Behind Falskaar, a massive new Skyrim
mod, and the 19-year-old who spent a
year building it
A new mod for The Elder Scrolls V: Skyrim,
Falskaar, was released over the weekend, and
it is quite a doozy. Falskaar adds almost 25
hours of content, a land mass a third the size
of the original game, new characters, new
voices, and dozens of quests. As impressive as
it is, though, it’s nowhere near as impressive
as the creative force behind it: Alexander J.
Velicky, a 19-year-old gunning for a job with
Bethesda with his first try at modding Skyrim.
“I organized everyone involved, but the voice
actors themselves recorded all the dialogue
and submitted it to me,” Velicky told me.
Though over 100 people contributed in some
way, including composing an original
soundtrack , Velicky took their contributions
and plugged them into Falskaar himself. “I
had some people help me out with a few
models and textures, someone wrote a book
or two for me… But otherwise all content was
implemented, written and developed by me.”
So how does a 19-year-old take the helm of a
creative project of this size? Velicky wants a
job. He graduated from high school over a
year ago, and instead of finding a design
school, he turned Bethesda’s Creation Kit into
his classroom, spending 2,000 hours over the
last year building Falskaar.
“My dad was incredibly supportive and
allowed me to live here, paying for living
expenses and charging no rent,” Velicky says.

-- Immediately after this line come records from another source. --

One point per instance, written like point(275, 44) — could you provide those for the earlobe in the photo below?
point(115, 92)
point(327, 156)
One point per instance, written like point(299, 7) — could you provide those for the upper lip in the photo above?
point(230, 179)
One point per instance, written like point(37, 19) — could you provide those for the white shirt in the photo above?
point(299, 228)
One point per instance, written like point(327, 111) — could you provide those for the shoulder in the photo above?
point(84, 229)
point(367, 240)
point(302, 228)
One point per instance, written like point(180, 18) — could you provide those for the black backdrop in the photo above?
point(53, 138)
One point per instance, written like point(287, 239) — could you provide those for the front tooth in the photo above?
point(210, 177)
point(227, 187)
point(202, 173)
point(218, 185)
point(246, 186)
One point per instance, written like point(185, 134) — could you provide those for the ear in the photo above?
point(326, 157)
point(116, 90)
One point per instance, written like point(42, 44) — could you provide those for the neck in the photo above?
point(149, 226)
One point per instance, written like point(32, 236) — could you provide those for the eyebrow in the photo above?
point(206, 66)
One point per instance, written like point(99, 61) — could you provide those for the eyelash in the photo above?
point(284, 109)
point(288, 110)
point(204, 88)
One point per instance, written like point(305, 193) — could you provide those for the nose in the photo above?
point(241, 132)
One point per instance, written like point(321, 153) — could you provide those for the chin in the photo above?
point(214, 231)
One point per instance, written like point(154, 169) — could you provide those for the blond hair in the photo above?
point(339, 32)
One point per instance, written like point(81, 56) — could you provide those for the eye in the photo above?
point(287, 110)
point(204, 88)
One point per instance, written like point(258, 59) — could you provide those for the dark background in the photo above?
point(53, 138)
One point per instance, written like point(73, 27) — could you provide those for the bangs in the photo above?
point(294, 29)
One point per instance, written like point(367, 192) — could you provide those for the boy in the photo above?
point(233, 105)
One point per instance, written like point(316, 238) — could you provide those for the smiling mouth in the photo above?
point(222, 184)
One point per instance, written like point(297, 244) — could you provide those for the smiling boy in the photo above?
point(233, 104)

“I was able to not go to school and not have
a day job. Meaning, more or less, that
Falskaar was my day job.”
The mod is fully voice-acted by 29 voice
actors playing 54 characters and the quality
is much higher than most community-made
content. “I’m still kind of shocked at some of
the talent I got on the project… and every
single one of them surpassed my expectations
by leaps and bounds.”
A massive dungeon, “Watervine Chasm,” may
be Falskaar’s crowning achievement. It took
Velicky three weeks to build and players
report it takes an hour or two to complete.
The community response has been
overwhelmingly positive.
“Falskaar isn’t perfect,” Velicky says. “I’m not
an expert who’s been crafting game
experiences for the last 20 years, so I
certainly still have a lot to learn, and I always
will. I’m always looking to learn and improve,
and Falskaar was a huge chance for me to do
this.”
According to Velicky, Bethesda is aware that
he’s out there, and he isn’t shy about putting
his goals right out on the table. “The best way
to show Bethesda Game Studios that I want a
job there and should be hired is to create
content that meets the standards of their
incredible development team.”
Falskaar is available now on Skyrim Nexus,
and I encourage you to check it out.